If it is indeed true that DCIS, other abnormal breast findings, as well as clinically confirmed invasive breast cancer, either remain benign or regress when left untreated, the entire breast cancer industry, which is already deeply mired in cause-marketing conflicts of interest, must radically reform itself, or face massive financial and ethical liabilities vis-à-vis outdated and no longer “evidence-based” practices.

Another serious problem with mammography (and there are dozens of them) not addressed in this latest research finding concerns the unique carcinogenicity of the x-rays the technology employs.
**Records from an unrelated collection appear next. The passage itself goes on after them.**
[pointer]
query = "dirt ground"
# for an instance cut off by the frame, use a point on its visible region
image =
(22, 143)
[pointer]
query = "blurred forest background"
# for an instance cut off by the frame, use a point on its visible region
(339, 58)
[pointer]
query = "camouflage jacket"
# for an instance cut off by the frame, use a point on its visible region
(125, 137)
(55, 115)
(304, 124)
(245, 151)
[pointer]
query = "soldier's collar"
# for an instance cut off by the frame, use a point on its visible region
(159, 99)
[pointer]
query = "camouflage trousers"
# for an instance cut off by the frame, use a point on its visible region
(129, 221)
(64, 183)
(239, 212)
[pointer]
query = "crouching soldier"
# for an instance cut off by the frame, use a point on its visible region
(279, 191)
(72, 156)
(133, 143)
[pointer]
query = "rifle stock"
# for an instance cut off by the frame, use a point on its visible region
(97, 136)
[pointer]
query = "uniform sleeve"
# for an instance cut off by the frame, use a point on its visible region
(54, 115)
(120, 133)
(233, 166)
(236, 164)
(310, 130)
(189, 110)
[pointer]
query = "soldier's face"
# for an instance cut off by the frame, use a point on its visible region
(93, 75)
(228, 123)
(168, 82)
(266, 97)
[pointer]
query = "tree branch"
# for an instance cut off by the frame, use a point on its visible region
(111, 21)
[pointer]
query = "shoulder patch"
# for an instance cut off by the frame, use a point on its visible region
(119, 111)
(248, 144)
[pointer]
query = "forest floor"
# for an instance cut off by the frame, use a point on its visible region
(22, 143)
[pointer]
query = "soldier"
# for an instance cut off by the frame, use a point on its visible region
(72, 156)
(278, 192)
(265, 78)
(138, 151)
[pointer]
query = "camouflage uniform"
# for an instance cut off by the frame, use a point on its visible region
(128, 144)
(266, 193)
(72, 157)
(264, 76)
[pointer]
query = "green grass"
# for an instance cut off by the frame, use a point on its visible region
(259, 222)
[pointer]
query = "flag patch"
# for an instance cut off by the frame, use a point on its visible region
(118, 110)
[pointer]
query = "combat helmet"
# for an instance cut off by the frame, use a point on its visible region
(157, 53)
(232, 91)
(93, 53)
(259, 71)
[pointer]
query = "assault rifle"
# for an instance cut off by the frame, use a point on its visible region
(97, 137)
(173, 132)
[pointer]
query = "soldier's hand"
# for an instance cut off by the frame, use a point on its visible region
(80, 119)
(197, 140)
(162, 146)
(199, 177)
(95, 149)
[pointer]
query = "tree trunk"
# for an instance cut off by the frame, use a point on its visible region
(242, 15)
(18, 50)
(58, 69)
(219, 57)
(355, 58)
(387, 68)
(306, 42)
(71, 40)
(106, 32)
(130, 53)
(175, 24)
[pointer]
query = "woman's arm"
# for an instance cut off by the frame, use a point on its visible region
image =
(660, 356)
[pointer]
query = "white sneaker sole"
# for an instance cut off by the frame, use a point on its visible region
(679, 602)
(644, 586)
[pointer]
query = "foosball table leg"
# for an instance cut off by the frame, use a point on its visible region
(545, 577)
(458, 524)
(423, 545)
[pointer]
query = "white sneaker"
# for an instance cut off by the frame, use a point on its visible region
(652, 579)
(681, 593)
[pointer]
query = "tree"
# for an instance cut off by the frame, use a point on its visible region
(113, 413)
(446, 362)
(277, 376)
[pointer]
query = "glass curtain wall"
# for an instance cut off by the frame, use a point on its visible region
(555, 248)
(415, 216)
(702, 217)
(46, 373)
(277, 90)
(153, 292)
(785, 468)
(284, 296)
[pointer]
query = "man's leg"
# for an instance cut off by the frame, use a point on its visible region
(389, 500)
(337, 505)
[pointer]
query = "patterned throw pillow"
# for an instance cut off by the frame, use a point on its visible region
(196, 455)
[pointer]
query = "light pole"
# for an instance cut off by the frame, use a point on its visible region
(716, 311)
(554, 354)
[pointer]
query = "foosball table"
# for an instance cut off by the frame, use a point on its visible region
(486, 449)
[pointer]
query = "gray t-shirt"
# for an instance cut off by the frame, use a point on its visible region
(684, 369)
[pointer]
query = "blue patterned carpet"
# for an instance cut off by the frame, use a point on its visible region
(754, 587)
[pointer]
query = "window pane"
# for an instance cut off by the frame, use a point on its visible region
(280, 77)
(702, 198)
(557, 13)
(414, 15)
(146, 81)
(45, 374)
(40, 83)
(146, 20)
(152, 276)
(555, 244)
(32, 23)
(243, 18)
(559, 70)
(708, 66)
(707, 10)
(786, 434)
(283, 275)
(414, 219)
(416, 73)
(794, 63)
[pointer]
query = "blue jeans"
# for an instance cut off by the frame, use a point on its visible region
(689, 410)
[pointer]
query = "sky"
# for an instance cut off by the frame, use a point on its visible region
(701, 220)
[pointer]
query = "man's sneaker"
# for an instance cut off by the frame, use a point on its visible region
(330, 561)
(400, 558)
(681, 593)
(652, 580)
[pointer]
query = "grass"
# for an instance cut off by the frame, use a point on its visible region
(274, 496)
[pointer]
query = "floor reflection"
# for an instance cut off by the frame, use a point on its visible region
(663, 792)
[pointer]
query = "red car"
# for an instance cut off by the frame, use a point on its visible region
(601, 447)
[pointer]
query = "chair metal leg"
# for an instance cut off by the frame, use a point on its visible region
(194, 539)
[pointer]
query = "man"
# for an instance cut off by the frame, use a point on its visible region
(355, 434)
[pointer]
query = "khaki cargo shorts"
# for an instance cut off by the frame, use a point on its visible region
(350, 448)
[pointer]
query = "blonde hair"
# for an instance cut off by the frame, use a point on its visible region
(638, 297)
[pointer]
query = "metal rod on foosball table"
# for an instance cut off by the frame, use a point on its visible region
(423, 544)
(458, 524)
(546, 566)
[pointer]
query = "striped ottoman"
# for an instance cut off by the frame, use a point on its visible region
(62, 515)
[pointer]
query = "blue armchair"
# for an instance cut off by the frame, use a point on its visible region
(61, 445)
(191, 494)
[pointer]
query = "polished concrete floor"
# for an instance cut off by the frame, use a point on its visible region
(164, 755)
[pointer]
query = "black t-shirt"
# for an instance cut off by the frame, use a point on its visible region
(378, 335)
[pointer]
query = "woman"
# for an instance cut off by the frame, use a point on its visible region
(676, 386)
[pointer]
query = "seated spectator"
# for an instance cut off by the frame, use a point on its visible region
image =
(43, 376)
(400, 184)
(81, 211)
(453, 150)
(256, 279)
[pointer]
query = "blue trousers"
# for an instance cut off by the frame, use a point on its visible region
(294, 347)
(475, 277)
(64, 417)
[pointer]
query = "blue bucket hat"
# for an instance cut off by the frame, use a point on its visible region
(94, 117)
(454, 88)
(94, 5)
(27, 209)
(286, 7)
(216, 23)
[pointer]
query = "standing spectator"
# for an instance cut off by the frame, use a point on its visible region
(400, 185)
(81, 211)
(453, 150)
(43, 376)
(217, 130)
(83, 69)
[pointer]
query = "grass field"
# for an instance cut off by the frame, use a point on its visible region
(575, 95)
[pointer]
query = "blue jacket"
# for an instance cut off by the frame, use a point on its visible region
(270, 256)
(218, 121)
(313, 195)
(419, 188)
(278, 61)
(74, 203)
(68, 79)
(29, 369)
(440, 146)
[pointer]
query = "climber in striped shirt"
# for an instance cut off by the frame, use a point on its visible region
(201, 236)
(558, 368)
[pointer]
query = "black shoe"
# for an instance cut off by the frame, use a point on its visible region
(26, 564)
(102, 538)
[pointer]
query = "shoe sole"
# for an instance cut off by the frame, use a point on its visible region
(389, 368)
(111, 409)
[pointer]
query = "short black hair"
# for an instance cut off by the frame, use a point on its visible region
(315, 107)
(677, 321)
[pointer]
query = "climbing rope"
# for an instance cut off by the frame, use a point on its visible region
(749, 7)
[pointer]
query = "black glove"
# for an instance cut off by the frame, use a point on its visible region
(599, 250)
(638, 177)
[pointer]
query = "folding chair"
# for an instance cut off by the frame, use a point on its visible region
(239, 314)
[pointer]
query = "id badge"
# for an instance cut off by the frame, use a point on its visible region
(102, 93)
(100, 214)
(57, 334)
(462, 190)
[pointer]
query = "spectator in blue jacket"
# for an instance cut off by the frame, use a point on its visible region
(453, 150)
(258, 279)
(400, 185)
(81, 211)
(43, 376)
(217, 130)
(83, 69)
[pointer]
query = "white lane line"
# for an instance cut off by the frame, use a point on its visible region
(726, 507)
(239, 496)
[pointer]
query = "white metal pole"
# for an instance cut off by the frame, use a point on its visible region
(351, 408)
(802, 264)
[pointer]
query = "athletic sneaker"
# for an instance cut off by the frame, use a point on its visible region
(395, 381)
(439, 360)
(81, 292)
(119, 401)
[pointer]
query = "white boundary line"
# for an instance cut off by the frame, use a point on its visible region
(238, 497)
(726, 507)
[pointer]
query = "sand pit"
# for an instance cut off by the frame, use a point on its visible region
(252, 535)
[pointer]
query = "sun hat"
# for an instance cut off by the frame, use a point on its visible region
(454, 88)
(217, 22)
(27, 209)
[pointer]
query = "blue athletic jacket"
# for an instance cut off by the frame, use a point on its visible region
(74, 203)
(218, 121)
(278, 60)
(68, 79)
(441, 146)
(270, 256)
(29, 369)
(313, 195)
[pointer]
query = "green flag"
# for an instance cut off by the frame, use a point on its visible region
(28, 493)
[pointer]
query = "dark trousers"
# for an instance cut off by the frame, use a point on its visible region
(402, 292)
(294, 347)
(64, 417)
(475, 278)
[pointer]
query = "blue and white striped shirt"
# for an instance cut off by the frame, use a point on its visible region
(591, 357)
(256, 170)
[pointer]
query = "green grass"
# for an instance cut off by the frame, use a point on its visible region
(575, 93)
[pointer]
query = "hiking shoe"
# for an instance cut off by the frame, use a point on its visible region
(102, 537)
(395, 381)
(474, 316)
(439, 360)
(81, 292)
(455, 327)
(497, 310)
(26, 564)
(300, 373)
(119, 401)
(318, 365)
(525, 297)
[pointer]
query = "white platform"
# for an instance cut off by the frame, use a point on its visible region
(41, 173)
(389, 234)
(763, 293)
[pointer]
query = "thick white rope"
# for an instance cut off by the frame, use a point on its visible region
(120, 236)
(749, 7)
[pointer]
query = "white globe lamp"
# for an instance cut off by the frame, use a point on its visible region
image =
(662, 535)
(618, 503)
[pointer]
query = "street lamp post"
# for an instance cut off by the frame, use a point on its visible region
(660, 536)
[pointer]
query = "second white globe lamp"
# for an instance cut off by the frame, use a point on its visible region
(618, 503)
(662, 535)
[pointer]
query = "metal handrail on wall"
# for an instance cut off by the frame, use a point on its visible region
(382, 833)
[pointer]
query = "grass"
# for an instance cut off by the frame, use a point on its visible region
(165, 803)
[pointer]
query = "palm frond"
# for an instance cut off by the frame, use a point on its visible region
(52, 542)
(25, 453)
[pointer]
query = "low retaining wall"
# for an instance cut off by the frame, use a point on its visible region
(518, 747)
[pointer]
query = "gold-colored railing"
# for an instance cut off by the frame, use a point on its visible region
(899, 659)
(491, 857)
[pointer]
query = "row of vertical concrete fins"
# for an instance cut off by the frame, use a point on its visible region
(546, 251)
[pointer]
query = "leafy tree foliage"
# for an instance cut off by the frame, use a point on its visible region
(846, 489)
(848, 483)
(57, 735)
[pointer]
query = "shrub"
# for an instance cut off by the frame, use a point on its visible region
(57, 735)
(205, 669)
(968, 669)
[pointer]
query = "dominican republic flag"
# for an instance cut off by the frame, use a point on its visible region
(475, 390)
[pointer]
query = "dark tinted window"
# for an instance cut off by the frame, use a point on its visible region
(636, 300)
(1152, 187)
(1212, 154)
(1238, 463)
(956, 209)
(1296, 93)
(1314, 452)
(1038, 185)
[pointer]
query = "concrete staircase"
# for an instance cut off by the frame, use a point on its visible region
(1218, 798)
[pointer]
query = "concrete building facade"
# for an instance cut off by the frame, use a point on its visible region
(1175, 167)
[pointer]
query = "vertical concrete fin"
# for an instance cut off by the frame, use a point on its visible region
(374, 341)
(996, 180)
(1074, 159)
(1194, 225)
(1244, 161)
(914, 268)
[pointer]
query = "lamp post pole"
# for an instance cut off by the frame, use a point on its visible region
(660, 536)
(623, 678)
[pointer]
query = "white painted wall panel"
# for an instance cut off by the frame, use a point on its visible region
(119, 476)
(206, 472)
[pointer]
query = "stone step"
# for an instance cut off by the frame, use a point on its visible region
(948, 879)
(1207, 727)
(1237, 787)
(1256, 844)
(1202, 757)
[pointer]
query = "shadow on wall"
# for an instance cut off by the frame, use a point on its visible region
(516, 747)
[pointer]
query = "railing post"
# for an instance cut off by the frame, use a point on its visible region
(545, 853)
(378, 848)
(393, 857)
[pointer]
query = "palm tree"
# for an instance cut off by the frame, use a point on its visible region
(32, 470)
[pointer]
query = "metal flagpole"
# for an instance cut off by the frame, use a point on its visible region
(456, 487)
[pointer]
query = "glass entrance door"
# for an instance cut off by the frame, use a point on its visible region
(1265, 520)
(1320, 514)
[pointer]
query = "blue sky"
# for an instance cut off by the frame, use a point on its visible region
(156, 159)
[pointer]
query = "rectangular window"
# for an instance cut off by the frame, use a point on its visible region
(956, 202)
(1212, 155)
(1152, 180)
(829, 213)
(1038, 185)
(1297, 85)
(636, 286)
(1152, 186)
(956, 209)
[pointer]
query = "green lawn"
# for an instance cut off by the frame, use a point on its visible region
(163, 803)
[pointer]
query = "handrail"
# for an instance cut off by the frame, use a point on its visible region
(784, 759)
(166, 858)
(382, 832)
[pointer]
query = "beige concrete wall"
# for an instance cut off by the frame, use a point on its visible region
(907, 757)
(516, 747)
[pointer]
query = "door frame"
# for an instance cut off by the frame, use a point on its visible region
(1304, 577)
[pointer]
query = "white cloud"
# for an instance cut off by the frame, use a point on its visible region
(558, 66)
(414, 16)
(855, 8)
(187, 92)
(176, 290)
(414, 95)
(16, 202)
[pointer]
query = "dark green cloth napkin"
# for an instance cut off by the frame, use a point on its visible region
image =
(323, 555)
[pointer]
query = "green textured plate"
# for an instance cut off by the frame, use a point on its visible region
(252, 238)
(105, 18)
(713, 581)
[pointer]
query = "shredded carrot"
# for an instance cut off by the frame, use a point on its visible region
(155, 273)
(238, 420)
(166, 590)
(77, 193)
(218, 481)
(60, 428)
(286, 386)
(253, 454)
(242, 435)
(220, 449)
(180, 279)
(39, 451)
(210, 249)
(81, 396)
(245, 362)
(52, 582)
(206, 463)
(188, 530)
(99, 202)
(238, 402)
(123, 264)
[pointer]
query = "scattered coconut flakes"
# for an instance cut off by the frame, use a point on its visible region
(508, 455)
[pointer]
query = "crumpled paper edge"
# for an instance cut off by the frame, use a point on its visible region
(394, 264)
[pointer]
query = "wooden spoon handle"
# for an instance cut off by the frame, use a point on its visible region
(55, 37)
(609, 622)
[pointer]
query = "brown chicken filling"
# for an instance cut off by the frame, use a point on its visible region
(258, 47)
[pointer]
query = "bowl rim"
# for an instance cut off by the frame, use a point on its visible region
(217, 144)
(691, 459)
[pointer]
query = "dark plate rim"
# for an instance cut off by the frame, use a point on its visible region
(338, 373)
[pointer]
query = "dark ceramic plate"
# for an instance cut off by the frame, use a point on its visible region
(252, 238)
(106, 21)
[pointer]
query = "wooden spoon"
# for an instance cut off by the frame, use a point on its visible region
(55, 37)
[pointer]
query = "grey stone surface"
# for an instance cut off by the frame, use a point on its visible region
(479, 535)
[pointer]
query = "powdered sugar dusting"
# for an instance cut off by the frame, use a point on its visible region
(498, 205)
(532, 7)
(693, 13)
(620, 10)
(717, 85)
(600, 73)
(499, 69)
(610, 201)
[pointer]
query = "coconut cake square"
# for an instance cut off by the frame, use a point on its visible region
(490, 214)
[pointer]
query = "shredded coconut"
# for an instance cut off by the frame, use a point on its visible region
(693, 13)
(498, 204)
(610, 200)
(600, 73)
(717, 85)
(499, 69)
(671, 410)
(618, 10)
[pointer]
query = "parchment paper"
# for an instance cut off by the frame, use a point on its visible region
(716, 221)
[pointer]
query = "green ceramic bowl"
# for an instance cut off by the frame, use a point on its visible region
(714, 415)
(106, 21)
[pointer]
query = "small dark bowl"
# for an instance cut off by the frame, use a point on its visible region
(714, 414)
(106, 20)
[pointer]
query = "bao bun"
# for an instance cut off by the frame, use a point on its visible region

We now know that the 30 kVp radiation, colloquially known as “low energy” x-rays, are between 300-400% more carcinogenic than the “higher energy” radiation given off by atomic bomb blasts (200 kVp or higher).[vi] Present day radiation risk models used to assess the known breast cancer risk associated with mammography against the purported benefits do not take into this profound discrepancy. In fact, these models were developed before DNA was even discovered.

Also, considering that breast cancer susceptibility genes, BRCA1/BRCA2, interfere with the DNA self-repair mechanisms needed to reduce the carcinogenicity associated with radiation exposure within those who carry these genetic variations, the harms associated with mammography may be exponentially higher than the conventional medical community presently understands and communicates to their patients.  Indeed, it is likely that x-ray based mammography screenings have been planting the seeds of future radiation-induced breast cancer within exposed populations.

With top-tier biomedical journals now publishing research diametrically opposed to the policies and recommendations of both governmental, non-governmental and industry-sponsored health organizations, the time is ripe for us to critically evaluate conventional medicine’s conventional standard of care and to educate ourselves further to the true causes of cancer, and how to go about preventing and/or removing them.